In the same manner, let’s drop the question of “security” altogether for now, and focus on describing what we would each like to see accomplished in concrete terms that can be measured and achieved. We quickly see two distinct questions emerge, as different from one another as can be, and both claiming the title of “security.” The first set of goals, shared almost universally, find their voice in the Magna Carta: to be able to maintain ones home and raise a family free from unnecessary interference. This includes notions such as privacy, a desire to avoid home invasion, and personal safety. The other question, one that becomes stickier, and ultimately proves destructive to the first set of aims, is the desire for control. It takes many forms, from neighborhood associations to lawsuits, but boils down to a desire to mitigate the changing world around us, and limit the number of unpleasant surprises we might face.

Different cultures balance these two competing notions in a variety of manifestations, ranging from outright totalitarianism at one extreme to something not unlike the nascent American representative democracy, a miracle of design in the face of technological and informational limitations. But so long as these are all described as a struggle to “enforce” or “ensure” security, there will be confusion.

The more group-conscious will see a struggle for civilization and culture in all its diverse forms. They walk around with a desire to limit crime, to make it difficult and painful to harm your neighbor, to prevent it whenever possible. Others will see it as a struggle for control. These are the types trying to make it more and more complicated to get on an airplane or buy a nasal decongestant. You’ll notice that their efforts in these areas, often costly and intrusive, completely fail to ensure personal safety in any way and seem to be more distraction and obfuscation than doing anything to improve quality of life.

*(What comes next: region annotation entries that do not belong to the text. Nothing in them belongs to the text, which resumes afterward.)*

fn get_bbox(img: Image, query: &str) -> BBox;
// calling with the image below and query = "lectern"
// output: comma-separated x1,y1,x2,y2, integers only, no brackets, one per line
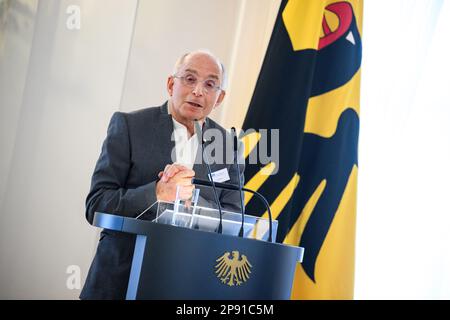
94,201,304,300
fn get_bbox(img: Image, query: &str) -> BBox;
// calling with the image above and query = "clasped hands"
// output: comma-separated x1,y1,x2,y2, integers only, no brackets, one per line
156,163,195,202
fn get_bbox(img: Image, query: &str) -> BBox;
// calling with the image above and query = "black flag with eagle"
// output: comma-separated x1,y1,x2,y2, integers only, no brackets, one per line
242,0,363,299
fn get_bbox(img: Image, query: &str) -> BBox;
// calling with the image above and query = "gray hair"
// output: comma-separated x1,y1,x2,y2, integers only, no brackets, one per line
172,49,226,90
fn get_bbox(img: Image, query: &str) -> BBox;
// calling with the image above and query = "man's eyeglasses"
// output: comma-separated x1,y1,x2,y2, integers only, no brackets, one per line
173,74,222,93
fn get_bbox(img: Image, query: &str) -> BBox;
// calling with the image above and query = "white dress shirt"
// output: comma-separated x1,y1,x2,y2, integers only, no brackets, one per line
172,117,198,169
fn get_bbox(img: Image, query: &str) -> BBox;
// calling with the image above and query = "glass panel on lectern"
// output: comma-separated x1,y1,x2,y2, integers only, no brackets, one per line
153,201,278,242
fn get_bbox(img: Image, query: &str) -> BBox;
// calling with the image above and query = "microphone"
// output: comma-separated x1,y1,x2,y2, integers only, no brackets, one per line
231,127,245,238
194,120,222,233
192,178,272,242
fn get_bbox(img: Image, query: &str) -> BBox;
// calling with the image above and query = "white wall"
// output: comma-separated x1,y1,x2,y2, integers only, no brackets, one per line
0,0,280,299
355,0,450,299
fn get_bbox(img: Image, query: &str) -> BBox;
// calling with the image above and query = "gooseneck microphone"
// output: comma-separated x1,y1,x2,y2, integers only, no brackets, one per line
231,127,245,238
192,178,272,242
194,120,222,233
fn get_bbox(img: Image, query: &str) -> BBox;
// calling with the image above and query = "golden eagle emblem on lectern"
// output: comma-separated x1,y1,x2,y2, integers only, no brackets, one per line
215,251,252,287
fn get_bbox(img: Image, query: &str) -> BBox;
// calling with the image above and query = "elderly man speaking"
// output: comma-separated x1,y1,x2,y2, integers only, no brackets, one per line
80,50,244,299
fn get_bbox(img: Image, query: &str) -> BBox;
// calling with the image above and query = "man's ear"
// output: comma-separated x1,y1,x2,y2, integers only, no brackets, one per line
214,90,226,108
167,76,173,97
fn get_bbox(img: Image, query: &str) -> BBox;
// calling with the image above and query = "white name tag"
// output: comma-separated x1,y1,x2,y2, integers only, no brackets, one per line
212,168,230,182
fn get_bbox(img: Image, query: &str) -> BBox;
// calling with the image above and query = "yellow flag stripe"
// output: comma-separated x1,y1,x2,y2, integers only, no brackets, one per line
304,69,361,138
283,179,327,246
262,173,300,220
244,162,275,205
241,132,261,159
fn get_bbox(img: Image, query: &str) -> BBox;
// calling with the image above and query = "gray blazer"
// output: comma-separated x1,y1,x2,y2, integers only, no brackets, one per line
80,102,244,299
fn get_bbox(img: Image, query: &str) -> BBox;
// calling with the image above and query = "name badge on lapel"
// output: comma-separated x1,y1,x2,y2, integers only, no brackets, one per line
211,168,230,182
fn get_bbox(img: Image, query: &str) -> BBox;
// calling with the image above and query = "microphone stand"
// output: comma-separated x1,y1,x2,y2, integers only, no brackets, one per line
192,178,272,242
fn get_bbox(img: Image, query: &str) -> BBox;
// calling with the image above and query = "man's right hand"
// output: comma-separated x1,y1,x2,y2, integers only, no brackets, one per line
156,163,195,201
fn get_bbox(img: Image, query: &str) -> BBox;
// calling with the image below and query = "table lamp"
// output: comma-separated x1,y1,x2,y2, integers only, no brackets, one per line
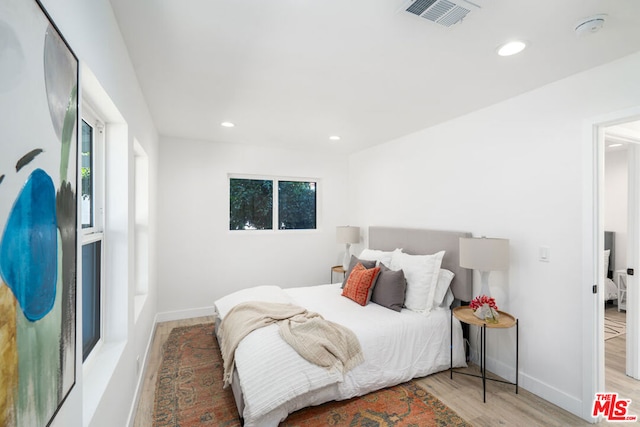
336,225,360,271
460,237,509,297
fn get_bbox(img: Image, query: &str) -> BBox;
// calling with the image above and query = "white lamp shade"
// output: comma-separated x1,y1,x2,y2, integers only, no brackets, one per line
336,225,360,243
460,237,509,271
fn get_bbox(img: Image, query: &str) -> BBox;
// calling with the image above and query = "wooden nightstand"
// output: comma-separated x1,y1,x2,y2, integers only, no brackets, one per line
329,265,347,283
449,305,519,402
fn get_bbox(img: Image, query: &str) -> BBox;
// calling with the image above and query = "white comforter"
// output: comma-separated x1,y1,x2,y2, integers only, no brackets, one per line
215,284,466,427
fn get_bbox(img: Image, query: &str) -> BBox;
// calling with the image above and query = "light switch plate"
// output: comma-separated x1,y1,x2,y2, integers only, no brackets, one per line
538,246,551,262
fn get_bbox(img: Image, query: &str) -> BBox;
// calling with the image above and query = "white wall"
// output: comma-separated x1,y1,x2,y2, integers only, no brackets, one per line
158,137,347,317
349,53,640,422
604,149,629,270
35,0,158,427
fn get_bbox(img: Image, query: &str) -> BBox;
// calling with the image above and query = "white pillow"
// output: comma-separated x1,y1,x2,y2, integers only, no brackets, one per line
358,249,402,267
433,288,455,310
433,268,455,308
390,251,444,313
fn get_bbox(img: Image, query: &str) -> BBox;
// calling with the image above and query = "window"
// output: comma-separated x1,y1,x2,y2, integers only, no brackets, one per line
229,177,318,230
79,106,104,361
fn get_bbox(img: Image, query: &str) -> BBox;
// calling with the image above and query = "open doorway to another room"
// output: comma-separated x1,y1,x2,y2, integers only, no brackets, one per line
603,121,640,404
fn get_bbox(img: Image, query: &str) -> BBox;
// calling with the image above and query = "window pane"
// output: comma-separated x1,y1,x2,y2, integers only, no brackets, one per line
278,181,316,230
229,178,273,230
80,120,93,228
82,241,101,361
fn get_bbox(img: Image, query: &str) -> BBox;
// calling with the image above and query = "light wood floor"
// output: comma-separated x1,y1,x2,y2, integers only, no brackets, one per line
134,308,640,427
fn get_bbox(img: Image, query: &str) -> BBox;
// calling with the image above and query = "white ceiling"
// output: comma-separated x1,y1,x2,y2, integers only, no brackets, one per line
111,0,640,153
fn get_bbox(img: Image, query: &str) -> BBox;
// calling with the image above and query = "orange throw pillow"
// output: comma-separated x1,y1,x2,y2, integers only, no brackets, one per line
342,263,380,306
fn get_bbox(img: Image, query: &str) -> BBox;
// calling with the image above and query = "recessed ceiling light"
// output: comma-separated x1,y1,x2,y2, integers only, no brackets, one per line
496,40,527,56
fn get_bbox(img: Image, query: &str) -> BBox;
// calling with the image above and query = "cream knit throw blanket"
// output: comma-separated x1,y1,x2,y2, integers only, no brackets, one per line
218,302,364,388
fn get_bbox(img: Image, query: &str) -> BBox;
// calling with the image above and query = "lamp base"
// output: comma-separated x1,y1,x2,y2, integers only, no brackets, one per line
342,243,351,272
480,271,491,298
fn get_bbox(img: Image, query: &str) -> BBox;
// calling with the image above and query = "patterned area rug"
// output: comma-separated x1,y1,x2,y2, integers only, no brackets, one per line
153,323,470,427
604,317,627,340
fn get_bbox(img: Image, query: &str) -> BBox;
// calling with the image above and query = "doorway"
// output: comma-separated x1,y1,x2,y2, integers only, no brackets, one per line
594,116,640,422
602,126,640,378
581,106,640,420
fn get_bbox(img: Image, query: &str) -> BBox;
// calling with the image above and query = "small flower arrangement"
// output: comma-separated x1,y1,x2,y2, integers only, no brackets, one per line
469,295,498,323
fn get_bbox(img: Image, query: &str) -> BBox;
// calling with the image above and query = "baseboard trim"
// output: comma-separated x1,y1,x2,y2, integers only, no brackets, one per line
487,357,597,423
127,314,158,427
156,306,216,323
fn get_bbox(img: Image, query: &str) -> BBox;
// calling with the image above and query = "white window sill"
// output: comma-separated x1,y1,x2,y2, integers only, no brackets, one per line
82,341,125,426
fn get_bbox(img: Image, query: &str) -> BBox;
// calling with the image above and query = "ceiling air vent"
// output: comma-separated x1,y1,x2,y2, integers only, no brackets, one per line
405,0,480,27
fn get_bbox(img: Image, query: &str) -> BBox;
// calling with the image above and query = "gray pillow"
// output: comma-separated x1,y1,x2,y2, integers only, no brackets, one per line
371,264,407,311
341,255,376,289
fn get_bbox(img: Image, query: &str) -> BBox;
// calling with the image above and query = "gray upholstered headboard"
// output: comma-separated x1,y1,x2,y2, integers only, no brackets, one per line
369,226,473,301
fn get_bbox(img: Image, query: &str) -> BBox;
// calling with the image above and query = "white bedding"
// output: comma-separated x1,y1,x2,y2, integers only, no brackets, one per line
215,284,466,427
604,277,618,301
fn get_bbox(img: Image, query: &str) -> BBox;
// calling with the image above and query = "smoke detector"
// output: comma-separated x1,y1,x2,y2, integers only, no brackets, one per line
575,14,607,37
404,0,480,27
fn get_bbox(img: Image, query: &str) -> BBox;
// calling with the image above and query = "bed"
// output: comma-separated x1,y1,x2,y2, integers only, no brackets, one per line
215,227,471,427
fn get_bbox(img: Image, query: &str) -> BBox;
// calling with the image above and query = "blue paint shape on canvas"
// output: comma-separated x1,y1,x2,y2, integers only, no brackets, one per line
0,169,58,322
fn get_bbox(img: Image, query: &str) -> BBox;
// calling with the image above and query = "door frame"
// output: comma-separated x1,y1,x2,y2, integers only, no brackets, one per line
581,106,640,423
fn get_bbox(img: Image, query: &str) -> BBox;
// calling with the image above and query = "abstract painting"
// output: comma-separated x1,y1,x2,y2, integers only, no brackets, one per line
0,0,78,427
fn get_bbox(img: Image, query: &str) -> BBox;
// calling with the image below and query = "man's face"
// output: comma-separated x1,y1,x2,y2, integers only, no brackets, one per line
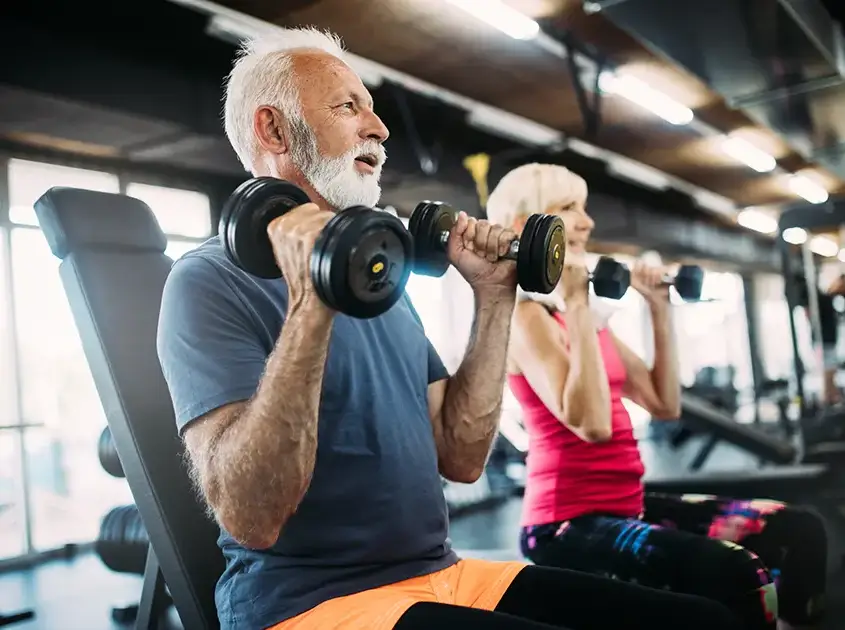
291,55,389,210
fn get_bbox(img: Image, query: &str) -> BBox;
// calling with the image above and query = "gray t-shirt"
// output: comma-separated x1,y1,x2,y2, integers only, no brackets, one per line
158,239,457,629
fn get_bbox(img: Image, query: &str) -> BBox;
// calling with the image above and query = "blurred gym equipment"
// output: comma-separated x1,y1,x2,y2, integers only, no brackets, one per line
35,188,224,630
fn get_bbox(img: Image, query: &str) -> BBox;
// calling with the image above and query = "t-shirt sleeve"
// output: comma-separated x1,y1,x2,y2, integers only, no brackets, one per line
405,293,449,385
157,257,267,433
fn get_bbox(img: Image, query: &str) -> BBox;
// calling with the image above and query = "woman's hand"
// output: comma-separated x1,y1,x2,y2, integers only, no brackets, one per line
631,261,669,306
558,256,590,306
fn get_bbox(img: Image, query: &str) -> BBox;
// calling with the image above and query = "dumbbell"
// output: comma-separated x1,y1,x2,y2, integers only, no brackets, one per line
408,201,566,293
218,177,413,319
590,256,704,302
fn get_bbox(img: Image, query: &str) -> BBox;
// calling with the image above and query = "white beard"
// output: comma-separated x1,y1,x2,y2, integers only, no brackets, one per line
291,123,387,210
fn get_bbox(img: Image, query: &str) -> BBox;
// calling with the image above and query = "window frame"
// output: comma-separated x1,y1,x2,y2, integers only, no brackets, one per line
0,151,217,568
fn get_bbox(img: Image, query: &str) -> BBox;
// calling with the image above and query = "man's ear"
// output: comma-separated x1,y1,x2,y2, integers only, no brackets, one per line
253,105,289,154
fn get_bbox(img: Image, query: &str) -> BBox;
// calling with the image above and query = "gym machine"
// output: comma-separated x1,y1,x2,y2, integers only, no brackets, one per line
94,427,171,628
777,201,845,462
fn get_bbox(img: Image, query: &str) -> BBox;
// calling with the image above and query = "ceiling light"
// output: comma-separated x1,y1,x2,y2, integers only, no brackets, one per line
810,236,839,258
781,228,807,245
789,175,829,203
447,0,540,39
722,136,777,173
599,72,694,125
736,208,778,234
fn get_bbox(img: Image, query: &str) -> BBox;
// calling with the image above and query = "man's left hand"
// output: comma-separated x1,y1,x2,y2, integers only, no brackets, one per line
446,212,517,293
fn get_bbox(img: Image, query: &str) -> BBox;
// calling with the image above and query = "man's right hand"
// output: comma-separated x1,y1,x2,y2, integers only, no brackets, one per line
267,203,335,304
558,256,590,306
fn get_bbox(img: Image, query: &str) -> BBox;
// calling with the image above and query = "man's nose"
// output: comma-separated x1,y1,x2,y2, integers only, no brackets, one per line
360,112,390,143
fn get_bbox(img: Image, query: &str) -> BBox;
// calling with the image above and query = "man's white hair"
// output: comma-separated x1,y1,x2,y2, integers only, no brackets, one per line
224,27,345,171
487,164,587,227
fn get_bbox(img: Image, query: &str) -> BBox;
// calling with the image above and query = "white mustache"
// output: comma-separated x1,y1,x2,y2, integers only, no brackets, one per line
352,140,387,166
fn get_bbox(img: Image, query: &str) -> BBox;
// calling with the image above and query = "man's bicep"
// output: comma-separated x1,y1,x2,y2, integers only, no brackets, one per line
157,258,267,432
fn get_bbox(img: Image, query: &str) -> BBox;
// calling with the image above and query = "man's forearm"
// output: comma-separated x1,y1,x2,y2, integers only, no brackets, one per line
439,292,516,481
651,304,681,417
209,298,332,548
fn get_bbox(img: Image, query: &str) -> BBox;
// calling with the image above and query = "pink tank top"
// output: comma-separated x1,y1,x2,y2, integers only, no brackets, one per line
508,313,645,526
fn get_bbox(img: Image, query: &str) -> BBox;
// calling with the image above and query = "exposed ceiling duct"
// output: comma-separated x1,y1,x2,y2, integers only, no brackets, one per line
584,0,845,177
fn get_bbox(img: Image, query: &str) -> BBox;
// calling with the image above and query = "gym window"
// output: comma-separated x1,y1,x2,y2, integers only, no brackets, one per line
0,159,212,560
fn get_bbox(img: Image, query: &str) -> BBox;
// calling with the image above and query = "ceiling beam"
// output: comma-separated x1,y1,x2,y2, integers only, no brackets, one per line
0,2,776,268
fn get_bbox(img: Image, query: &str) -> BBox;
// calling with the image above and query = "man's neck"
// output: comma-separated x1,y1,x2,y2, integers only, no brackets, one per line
255,162,337,212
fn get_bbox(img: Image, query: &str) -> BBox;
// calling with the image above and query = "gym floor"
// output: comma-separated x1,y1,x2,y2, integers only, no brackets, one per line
0,440,845,630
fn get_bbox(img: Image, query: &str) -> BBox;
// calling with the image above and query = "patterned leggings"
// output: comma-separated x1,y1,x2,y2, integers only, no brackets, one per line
520,494,827,630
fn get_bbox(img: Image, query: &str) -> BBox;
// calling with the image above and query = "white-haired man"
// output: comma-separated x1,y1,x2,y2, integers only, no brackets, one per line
158,29,734,630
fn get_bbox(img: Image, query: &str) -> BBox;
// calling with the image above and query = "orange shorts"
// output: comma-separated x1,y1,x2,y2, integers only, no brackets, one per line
270,559,526,630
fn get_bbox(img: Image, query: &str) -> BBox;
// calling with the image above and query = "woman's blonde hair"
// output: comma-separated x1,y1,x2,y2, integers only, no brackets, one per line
487,164,587,227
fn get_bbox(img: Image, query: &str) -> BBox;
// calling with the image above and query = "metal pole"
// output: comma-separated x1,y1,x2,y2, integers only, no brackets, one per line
801,239,822,382
778,237,807,418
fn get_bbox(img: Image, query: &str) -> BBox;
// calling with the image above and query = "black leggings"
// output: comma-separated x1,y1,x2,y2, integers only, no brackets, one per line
393,566,742,630
521,495,827,630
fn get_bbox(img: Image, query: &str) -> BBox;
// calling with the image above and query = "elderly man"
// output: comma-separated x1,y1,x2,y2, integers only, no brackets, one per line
158,29,736,630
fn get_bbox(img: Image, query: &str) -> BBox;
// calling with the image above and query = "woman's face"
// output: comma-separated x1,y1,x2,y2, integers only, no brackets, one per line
546,202,596,257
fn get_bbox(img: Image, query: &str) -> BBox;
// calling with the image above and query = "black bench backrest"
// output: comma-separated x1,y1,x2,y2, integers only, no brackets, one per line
35,188,224,630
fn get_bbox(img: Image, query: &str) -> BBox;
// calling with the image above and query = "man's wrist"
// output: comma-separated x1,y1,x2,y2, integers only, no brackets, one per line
287,291,335,326
472,285,516,306
648,298,671,318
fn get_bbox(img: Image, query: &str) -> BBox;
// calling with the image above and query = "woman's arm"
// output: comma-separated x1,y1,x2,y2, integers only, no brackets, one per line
613,303,681,420
511,301,612,442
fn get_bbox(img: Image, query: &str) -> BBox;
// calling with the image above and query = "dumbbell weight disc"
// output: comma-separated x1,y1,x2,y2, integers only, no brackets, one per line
218,177,311,279
673,265,704,302
97,427,126,478
311,206,413,319
592,256,631,300
516,214,566,293
408,201,458,278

Chicago is trying to put cameras on every street corner, making huge strides in establishing control over an uncoordinated populace, and completely failing to make any conscious effort to make it a safer city in which to live or visit.

Portland and its ilk tend to favor the notion of self-determinism, gently paraphrased as “freedom.” It is this thing alone, not weather, economics, or environmentalism that make Portland the wonderful place to live that it has become. This is what we value, and what we have purchased. We set out specifically each morning to make our home a comfortable one, and that is what our efforts have borne. In a city where individuals set out to dominate those around them, to concentrate their power and monopoly on the use of violent force, what other outcome can their possibly be but an edgy police state?

This is all lovely rhetoric, but I do in fact have an aim.

Ghandi made his big push using “civil disobedience,” another way of saying “polite rebellion,” and we can already see examples in recent history. When it was discovered that Abu Ghraib and Guantanamo were using torture to interrogate detainees, several state legislatures and municipalities passed resolutions specifically making torture illegal, drawing attention to the fact that the greater whole, the United States, had no such law, much to our collective embarrassment. When the NSA began raiding telecommunications companies for phone records, Qwest politely rebelled, refusing as much as possible to cooperate.

I would like to propose, much to the embarrassment of Chicago, a law of civil disobedience. In the City of Portland, it should be unlawful to operate an unmanned camera or recording device on public property for any reason.

Before anyone gets frustrated about the thought of removing dash cams from police cars, ask yourself whether it’s more dangerous at the end of the day to have less police oversight in a freer city, or more police oversight in a surveillance society. Allow me to answer: power-hungry men will control all of the footage every time. Any other result is an illusion. Those who would operate a surveillance camera want control, to prevent you from selling drugs, or demonstrating without a license, or loitering too long in one place. Those same recordings quickly disappear when they might inconveniently expose an abuse of power. It takes breathtaking naivete to expect anything else, here, in Chicago, or anywhere.